Relative epsilon calculations with 0 and a very small number will fail

[thoni56]

Issue 2 in #135 reported by @KabooHahahein:

Eg. assert_that_double(0.000000000000001, is_equal_to_double(0));
Occurs because the implementation uses relative epsilons. The valid range for the above example is computed as [0.000000000000001001, 0.000000000000000999] if there are 4 significant figures. Thus, 0 should fail, but it is unintuitive.

[thoni56]

Wrong issue number in commit which fixed #146.

[thoni56]

@KabooHahahein could you explain this in more detail? Are you saying that the example should fail, but doesn't? And that fail is unintuitive, but correct?

Since I'm a fan of intuitive stuff, what other implications will keeping this "wrong" behaviour have?

Do you have a suggestion for a fix?

[thoni56]

@KabooHahahein Found this page, does that cover the issues you have reported?

[KabooHahahein]

It seems counter intuitive that 0.000000000000001 would fail an equals assertion with 0. If, for example, I use 3 significant figures, I would assume that the range for the assertion with 0 would be [-0.001, 0.001], but it turns out that this would fail the asssertion. This is a common issue with floating point numbers, as if you choose relative epsilons for comparisons, you end up with this situation where the actual positive range is based on your non-zero value. But it breaks down if your non-zero value is close enough to 0.

https://randomascii.wordpress.com/2012/02/25/comparing-floating-point-numbers-2012-edition/ describes this pretty well (see "Infernal zero" section). There is no all-in-one solution to this problem - it depends on what you're trying to do.

[thoni56]

Woah. Dude. Wonder if @d-meiser knew about this complexity, I sure didn't ;-)

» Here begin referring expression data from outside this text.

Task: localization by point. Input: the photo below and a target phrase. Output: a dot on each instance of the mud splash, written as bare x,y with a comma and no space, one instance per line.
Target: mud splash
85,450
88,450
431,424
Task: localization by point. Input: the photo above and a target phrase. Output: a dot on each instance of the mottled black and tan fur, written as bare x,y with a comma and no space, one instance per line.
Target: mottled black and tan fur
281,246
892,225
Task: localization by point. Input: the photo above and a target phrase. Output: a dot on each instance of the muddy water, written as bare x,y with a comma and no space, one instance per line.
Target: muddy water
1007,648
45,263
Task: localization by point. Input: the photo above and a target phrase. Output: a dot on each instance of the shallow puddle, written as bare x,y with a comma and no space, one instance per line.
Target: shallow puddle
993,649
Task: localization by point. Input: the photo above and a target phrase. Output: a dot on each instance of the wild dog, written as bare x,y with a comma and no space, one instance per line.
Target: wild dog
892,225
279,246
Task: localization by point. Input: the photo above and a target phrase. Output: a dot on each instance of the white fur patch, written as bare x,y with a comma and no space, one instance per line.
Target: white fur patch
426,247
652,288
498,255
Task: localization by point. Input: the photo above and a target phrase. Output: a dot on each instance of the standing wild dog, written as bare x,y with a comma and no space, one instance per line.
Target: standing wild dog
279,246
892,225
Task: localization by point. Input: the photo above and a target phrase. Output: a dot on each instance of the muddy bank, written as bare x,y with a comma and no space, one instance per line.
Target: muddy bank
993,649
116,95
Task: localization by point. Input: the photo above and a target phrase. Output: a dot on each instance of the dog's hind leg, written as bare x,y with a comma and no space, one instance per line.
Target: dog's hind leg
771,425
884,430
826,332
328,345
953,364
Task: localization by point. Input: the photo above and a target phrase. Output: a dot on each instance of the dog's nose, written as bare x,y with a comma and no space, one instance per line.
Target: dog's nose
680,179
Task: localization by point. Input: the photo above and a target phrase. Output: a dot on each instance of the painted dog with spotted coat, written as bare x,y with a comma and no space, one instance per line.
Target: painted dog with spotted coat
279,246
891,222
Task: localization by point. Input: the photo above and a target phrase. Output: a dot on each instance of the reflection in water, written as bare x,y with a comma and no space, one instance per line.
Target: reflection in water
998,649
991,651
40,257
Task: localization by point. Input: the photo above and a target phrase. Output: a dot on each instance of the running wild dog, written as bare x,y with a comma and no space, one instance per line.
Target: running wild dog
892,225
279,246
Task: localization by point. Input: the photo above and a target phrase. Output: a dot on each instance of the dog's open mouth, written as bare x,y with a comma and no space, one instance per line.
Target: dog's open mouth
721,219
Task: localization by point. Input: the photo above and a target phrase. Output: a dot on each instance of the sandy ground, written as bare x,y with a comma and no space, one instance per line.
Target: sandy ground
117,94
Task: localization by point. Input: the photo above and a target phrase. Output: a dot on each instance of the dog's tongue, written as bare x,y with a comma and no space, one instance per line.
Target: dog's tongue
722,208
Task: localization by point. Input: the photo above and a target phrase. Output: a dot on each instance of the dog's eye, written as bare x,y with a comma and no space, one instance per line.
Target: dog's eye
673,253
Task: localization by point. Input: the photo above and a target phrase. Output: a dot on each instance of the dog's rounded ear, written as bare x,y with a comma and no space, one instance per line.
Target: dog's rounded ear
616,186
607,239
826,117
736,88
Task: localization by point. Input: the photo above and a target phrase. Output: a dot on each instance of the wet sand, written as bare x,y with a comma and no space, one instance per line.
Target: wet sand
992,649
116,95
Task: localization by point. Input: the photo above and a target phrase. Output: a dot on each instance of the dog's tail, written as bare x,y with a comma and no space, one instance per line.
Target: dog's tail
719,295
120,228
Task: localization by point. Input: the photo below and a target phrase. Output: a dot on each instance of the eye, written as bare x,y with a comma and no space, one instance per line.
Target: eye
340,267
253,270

So here we should probably just document how it works, right?

[d-meiser]

I had an idea that floating point comparisons are a bit of a problem especially near zero. But didn't know what the "rightest" solution was. gtest and the boost unit test library have check macros for floating point numbers. Might be worth having a look at what those libraries do. Even if there is no universally good solution it may be best to do what others do for the sake of consistency and to make the behavior less surprising to users.

[thoni56]

As shown in the discussion around the PR #151, with the current design, this is expected behaviour.

But this might be read as a feature request for absolute tolerance in addition to significant figures, so I've relabled it as an enhancement.